I have come from Badajoz, several miles away in Spain.  I have been up on the roof to look back.  There was a fire.  They are burning bodies.  Four thousand men and women have died in Badajoz since General Francisco Franco's Rebel Foreign Legionnaires and Moors climbed over the bodies of their own dead through its many times blood-drenched walls."

2 comments:

JJ said...

This post sparks my interest. I know relatively nothing about it, and I don't trust Wikipedia. So off to do some research!

JJ said...

As a follow up, as you know, I am a huge Hemingway fan. My favorite novel of all time is For Whom the Bell Tolls. Your post sparked a great interest into more background on Hemingway to see whether he ever collaborated with Jay Allen.
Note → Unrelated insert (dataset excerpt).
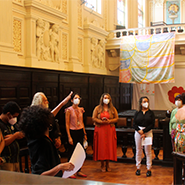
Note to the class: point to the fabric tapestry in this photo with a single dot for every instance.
(147, 58)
My research revealed that he did.

Artist Luis Quintanilla published a book of drawings in 1939 on the Nationalist capture of Badajoz. The book entitled, All the Brave: Drawings of the Spanish Civil War, contained text by Jay Allen and a Preface by Ernest Hemingway.

I have been reading the writings of Quintanilla’s son, who records that his father and Allen were good friends in Madrid. He also assumes from a great deal of correspondence that Luis Quintanilla did meet Ernest Hemingway. From what I have found so far, I would make the assumption that Hemingway and Allen did meet, but I have not yet verified it. I also have not yet read We Saw Spain Die, but you can bet I will soon. It is currently #3 on my list of books to read to complete research projects. My life is exciting!

I love this kind of research and I thank you for launching this new interest!